Three of the monks, best friends since they were 14, had decided on the latter and chose the hill right by the sky burial site to relax that afternoon. One of them spotted us from afar and waved us over.
The friends of the inquiring monk ignored us. One was swiping madly on his phone, and the other kept chewing on a piece of grass while staring out into the distance.
“It’s, um, unconventional,” I said in response to the monk’s question. “But it’s a cultural practice, and I respect it.”
“You know why we do it, right?”
“For the environment.”
“How do you guys bury your dead in America?”
“Cremation or burial.”
The monk paused and smiled.
“We don’t need to take up any more space on this earth when we are dead,” he said. “In our tribe, everything returns to nature.”

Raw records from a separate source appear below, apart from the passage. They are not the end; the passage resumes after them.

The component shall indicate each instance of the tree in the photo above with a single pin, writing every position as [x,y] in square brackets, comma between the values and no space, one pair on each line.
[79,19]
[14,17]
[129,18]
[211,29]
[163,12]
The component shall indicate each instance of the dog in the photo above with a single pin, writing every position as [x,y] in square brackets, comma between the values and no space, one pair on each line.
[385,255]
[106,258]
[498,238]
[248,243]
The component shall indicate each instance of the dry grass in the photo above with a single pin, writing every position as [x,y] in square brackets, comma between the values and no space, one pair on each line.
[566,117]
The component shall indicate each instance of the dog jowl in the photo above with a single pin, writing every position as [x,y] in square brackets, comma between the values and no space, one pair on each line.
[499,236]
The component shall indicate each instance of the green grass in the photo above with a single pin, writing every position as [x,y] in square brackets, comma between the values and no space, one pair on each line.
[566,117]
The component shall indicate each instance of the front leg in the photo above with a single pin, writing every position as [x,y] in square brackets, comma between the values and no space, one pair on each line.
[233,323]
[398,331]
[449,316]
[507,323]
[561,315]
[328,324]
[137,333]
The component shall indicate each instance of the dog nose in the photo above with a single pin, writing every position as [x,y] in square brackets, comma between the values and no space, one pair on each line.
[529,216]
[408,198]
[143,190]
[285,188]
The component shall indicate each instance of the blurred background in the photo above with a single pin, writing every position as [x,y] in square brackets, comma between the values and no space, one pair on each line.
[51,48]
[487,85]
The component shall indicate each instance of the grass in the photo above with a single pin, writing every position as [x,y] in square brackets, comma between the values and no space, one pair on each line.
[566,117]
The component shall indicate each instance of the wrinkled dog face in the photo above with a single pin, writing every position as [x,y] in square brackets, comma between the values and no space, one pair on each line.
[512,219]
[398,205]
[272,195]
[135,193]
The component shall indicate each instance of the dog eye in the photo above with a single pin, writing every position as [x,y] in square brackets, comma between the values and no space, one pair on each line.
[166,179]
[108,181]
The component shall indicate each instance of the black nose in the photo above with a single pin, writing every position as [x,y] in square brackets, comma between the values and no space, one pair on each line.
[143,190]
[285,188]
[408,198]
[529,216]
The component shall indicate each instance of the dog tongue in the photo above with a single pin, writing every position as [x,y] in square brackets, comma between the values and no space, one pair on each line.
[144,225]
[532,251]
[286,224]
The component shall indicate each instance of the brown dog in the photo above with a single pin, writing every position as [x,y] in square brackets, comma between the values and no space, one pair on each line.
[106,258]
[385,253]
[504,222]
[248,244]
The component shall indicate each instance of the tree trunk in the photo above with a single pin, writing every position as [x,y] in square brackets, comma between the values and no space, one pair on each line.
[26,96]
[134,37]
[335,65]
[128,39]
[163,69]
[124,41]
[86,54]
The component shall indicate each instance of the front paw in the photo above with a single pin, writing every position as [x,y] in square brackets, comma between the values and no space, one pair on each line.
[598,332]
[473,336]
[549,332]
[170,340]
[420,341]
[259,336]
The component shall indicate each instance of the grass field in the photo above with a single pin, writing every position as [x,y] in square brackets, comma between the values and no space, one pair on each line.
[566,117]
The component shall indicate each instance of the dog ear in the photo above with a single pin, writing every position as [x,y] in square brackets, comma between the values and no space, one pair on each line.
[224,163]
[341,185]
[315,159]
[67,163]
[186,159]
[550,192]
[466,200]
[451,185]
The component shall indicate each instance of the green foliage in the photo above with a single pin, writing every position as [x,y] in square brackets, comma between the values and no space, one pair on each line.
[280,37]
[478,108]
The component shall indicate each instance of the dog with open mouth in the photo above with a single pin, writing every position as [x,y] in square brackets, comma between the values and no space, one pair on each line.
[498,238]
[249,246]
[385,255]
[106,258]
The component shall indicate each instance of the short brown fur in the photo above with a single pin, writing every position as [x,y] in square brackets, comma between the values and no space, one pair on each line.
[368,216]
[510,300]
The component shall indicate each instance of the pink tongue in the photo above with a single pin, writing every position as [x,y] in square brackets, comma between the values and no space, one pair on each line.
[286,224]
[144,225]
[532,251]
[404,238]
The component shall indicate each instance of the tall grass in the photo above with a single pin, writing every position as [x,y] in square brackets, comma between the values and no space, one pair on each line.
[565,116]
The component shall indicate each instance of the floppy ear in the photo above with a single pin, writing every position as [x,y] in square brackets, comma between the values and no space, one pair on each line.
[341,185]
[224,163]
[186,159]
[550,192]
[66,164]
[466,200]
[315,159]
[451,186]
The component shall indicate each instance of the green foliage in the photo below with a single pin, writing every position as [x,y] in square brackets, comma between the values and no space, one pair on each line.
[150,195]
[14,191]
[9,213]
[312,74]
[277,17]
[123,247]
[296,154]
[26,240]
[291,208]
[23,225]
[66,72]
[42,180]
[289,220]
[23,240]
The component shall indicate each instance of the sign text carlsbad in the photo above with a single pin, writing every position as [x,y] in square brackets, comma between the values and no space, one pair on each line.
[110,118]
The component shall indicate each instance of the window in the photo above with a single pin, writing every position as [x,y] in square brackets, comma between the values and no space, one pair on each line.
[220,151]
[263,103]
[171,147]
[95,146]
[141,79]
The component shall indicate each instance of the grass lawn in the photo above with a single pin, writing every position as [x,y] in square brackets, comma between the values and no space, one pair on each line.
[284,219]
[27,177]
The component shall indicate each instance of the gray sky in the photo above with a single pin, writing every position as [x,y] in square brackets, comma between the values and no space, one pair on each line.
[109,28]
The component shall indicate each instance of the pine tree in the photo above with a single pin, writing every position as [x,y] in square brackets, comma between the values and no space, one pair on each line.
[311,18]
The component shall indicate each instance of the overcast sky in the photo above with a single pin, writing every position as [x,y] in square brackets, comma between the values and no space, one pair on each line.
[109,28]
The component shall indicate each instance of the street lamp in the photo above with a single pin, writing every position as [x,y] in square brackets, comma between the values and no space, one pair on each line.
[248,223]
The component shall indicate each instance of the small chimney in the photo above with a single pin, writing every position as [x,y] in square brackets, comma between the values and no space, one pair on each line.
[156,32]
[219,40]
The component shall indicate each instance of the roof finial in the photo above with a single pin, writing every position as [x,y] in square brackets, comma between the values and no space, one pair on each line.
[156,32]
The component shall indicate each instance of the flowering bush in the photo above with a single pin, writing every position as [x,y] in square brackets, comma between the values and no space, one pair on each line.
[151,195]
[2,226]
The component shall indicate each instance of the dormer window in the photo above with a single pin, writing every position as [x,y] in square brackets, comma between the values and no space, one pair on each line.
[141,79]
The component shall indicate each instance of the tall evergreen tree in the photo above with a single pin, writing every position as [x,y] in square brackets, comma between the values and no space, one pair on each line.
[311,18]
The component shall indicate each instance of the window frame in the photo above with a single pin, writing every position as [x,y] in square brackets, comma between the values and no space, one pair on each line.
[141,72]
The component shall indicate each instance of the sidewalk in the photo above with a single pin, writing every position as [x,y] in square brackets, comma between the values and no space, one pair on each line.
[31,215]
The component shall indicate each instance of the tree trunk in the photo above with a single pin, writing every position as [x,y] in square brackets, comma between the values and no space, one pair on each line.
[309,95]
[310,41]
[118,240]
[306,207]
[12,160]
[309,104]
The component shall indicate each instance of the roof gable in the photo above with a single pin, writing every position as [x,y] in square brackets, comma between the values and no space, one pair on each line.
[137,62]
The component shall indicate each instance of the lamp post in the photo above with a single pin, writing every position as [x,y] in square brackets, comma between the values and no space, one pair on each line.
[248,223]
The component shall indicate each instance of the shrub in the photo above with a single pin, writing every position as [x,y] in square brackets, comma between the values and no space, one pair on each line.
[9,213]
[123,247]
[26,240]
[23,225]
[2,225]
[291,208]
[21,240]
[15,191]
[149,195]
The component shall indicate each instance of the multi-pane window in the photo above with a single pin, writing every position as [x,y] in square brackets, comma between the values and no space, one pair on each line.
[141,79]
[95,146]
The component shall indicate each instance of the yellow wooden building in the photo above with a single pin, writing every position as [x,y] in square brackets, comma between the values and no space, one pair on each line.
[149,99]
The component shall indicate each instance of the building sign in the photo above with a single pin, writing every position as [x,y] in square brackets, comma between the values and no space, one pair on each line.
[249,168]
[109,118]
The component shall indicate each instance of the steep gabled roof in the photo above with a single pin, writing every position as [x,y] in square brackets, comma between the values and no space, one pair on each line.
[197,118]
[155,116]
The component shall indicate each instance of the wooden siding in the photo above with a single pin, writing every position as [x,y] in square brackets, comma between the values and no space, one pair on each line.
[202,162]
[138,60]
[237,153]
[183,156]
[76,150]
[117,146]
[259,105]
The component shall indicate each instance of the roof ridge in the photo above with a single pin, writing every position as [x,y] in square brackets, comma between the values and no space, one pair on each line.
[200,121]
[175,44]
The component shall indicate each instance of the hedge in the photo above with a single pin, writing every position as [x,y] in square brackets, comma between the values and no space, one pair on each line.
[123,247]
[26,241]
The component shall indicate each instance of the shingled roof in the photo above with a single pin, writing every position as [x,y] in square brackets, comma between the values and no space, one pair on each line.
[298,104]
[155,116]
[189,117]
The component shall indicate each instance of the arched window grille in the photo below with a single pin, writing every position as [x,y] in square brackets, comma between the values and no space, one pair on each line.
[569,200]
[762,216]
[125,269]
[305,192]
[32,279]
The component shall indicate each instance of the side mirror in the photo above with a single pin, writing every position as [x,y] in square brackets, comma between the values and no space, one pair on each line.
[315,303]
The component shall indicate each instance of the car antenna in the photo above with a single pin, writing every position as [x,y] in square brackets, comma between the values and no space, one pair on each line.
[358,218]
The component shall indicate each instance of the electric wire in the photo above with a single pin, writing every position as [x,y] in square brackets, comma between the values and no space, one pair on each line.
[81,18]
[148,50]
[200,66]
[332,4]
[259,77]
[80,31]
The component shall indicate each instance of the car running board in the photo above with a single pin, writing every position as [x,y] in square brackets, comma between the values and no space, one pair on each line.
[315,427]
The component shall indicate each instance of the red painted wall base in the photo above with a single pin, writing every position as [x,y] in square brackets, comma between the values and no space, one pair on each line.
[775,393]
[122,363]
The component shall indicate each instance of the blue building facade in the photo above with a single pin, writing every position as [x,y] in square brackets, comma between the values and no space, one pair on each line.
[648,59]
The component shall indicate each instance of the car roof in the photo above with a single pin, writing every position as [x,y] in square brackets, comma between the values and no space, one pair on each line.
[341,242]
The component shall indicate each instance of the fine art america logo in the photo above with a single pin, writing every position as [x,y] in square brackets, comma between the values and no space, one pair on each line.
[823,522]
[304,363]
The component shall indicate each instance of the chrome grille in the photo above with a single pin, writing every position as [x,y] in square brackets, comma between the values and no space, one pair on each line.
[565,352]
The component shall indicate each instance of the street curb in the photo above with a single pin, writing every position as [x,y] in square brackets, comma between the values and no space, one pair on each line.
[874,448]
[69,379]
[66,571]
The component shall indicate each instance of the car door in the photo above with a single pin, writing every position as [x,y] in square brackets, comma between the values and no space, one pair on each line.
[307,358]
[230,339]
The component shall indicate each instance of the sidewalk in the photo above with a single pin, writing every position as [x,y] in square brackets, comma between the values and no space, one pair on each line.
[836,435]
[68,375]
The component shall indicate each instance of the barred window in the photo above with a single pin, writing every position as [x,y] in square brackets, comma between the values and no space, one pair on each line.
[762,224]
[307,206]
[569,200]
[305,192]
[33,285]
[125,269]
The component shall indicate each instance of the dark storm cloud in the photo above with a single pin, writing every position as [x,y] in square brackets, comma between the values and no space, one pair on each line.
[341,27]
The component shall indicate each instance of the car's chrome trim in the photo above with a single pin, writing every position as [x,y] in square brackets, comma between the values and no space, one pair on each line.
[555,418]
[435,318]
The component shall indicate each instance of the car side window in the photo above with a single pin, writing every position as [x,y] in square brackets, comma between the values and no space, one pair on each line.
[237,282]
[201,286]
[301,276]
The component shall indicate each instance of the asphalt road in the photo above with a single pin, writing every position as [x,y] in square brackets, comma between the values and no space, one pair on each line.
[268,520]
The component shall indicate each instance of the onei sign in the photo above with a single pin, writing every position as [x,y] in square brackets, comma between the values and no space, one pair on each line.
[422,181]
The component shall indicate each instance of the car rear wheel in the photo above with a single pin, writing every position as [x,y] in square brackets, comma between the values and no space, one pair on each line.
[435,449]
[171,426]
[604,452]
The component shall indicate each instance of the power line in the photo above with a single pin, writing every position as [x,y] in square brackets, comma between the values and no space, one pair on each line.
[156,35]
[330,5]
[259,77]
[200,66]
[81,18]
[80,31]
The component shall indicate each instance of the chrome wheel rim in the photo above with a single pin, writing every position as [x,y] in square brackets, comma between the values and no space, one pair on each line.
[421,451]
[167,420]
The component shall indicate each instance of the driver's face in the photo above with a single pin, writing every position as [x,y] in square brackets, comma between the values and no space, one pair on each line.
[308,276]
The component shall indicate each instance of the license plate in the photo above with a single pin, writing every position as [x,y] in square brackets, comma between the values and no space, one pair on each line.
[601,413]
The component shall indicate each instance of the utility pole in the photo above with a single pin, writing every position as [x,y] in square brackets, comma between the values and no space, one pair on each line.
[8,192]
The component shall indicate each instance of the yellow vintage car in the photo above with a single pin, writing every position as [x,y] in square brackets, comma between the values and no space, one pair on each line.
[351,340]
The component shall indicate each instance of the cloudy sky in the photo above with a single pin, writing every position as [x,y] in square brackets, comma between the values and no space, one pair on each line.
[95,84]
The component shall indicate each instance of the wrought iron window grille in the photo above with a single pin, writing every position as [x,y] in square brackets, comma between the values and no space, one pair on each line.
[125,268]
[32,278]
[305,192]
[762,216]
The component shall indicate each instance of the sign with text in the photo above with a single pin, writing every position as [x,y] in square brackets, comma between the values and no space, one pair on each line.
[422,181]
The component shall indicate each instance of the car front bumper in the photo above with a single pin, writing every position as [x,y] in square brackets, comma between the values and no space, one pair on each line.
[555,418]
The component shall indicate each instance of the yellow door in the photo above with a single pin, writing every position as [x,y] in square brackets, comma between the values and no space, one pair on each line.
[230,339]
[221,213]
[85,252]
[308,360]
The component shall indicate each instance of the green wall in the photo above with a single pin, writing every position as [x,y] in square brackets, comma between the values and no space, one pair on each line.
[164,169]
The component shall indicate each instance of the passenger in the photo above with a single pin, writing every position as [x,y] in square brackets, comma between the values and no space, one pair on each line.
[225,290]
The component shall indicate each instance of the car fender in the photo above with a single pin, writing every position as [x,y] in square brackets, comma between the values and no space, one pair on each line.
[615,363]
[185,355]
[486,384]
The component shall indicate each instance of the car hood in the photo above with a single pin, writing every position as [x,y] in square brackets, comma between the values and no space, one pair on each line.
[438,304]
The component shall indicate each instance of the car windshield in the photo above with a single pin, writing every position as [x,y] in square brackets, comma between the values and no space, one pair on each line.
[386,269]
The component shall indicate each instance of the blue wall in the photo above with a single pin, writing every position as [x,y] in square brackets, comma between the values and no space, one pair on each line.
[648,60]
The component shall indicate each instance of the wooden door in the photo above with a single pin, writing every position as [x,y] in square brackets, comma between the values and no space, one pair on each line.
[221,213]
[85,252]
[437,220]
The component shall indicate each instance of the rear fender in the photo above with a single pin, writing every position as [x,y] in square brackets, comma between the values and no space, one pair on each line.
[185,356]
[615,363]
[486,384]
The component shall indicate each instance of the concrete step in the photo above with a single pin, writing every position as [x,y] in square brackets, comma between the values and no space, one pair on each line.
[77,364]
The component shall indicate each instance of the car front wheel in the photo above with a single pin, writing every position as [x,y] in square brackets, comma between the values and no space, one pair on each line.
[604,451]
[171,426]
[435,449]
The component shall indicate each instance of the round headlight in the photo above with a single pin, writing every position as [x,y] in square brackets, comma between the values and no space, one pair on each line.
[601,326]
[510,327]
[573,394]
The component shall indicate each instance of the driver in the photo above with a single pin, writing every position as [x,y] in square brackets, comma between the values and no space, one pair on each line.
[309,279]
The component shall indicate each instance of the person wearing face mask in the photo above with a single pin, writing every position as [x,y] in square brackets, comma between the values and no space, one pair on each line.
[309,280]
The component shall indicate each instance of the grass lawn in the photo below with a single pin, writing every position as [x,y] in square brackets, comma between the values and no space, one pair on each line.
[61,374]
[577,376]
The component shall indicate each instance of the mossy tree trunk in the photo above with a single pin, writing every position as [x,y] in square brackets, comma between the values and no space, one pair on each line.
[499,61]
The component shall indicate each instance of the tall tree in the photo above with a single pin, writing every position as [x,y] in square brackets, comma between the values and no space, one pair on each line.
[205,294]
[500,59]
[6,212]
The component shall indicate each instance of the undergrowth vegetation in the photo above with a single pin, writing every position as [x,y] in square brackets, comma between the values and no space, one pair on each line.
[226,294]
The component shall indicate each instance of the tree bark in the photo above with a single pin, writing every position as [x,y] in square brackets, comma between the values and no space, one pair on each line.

“We don’t need to take up any more space on this earth when we are dead.”
An awkward silence fell over the six of us, so elongated that it eventually turned into a comfortable silence.
Unprompted, the monk pointed to his shoes and changed the subject.
“When we were young, we never had to wear shoes out here,” he said. “But now we do because of glass shards.”
He told me that the grasslands have been getting drier over time.
“We monks live a very simple life,” he said. “We love nature. Nature is at the core of everything.”
His phone began to ring. He got up, nodded at us, and wobbled away.
We were left with the other two monks, who didn’t say much. Eventually, we bid them goodbye, the image of trash and skulls emblazoned in my thoughts. The irony of it kept running through my head: how plastic and glass can be so permanent, but humans remains—when dealt with properly—can leave no trace.